For the first segment, the Top 8 finalists were given 30 seconds to express their thoughts on a selected hashtag. Ibasco picked the hashtag#biodiversity.
 “Biodiversity is very important. We are very known in the Philippines to have a lot of biodiversity, and they’re very important because they also balances the ecosystem. It’s very important for us to protect them, because as we protect them, we protect the environment to help save our home, our planet, our Earth, to be a better place to live in. Thank you,” she said.
For the next segment, thev four finalists were asked the question: “Who or what do you think is the biggest enemy of Mother Earth and why?”
Karen replied: “I believe that the real problem in this world is not climate change; the real problem is us because of our ignorance and apathy. What we have to do is to start changing our ways, to start recalibrating our minds, and redirecting our steps, because together, as a global community, our micro efforts will have a macro effect to help save our home, our planet. Thank you.”

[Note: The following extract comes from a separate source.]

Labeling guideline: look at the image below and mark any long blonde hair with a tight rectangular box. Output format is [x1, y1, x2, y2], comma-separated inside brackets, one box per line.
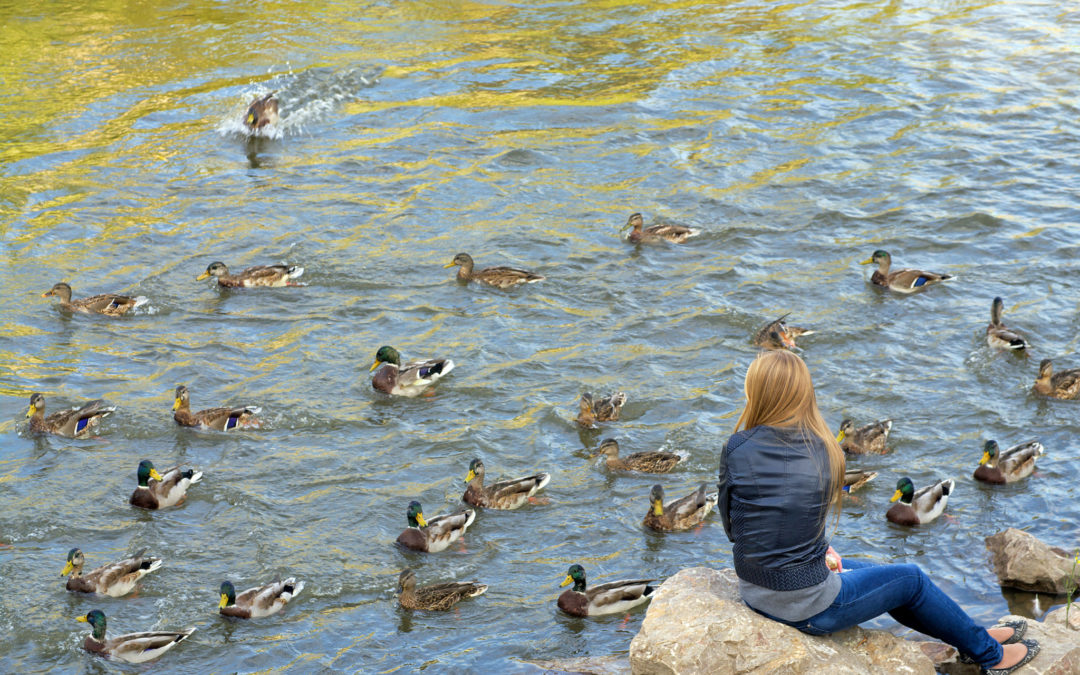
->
[735, 350, 845, 526]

Ibasco's victory marks her country's fourth Miss Earth crown. Karla Henry won in 2008, followed by Jamie Harrell in 2014 and Angelia Ong in 2015.


PHOTO CREDIT: SITA/AP Bullit Marquez

NEWS SOURCE: PhilStar.com, 11/5/2017


Just a few thoughts about Miss Earth 2017:

1. Miss Philippines Karen Ibasco was not on my list of favorites for the crown at all. At best,  she was number 20 on my list. Like many pageant fans, I just don't find her facially attractive, as evidenced by the fact that she failed to make the top 15 of the Beauty and Poise category) and that I was totally turned off by her severe acne problem. However, I cannot deny that Karen's performance was consistently outstanding throughout the entire competition.

2. When Karen was crowned the winner, I didn't see any contestant on stage displaying any kind of resentment, bitterness or anger. Everyone - at least most of them - seemed happy with her victory. No one seemed to have stormed off the stage,  and this suggests that she was well liked by the girls. I read that Karen's closest friend at the pageant was Miss Colombia Juliana Franco ("I am always with her," she quipped). "Always" being the operative word. 

3. I watched the final Q & A segment several times, and it was clearly Karen's portion to lose. But it was obvious that she gave the best response. She was eloquent, articulate, and spoke with passion. The others could not hold a candle to her outstanding speaking skills. It seems that Miss Earth - like Miss America - is one pageant that determines the results based on the quality of the answer of each finalist. "Make it or break it," the old saying goes.

4. As it happens every year, the results did not please everyone, and that's okay. It comes with the territory. If you think Philippines did not deserve to win, that's okay. But your opinion counts little in the grand scheme of things, so you can bitch and whine and scream until hell freezes over and that still will not change the results. Nor will it convince the judges to recast their votes. It's a done deal. Move on.

5. So in the last 17 years, Miss Earth has produced winners whose facial beauty ranges - and this is just my opinion - from as low as a 4 (2017), to an average 6 (2001-2002, 2006, 2011, 2014), to a perfect 10 (2012). What does this suggest? That Miss Earth constantly rethinks its idea of beauty and recycles a particular type of beauty -  perhaps to reduce the risk of being labeled as a superficial pageant and consequently to gain respect from unforgiving critics who reuse their vitriolic language every chance they get.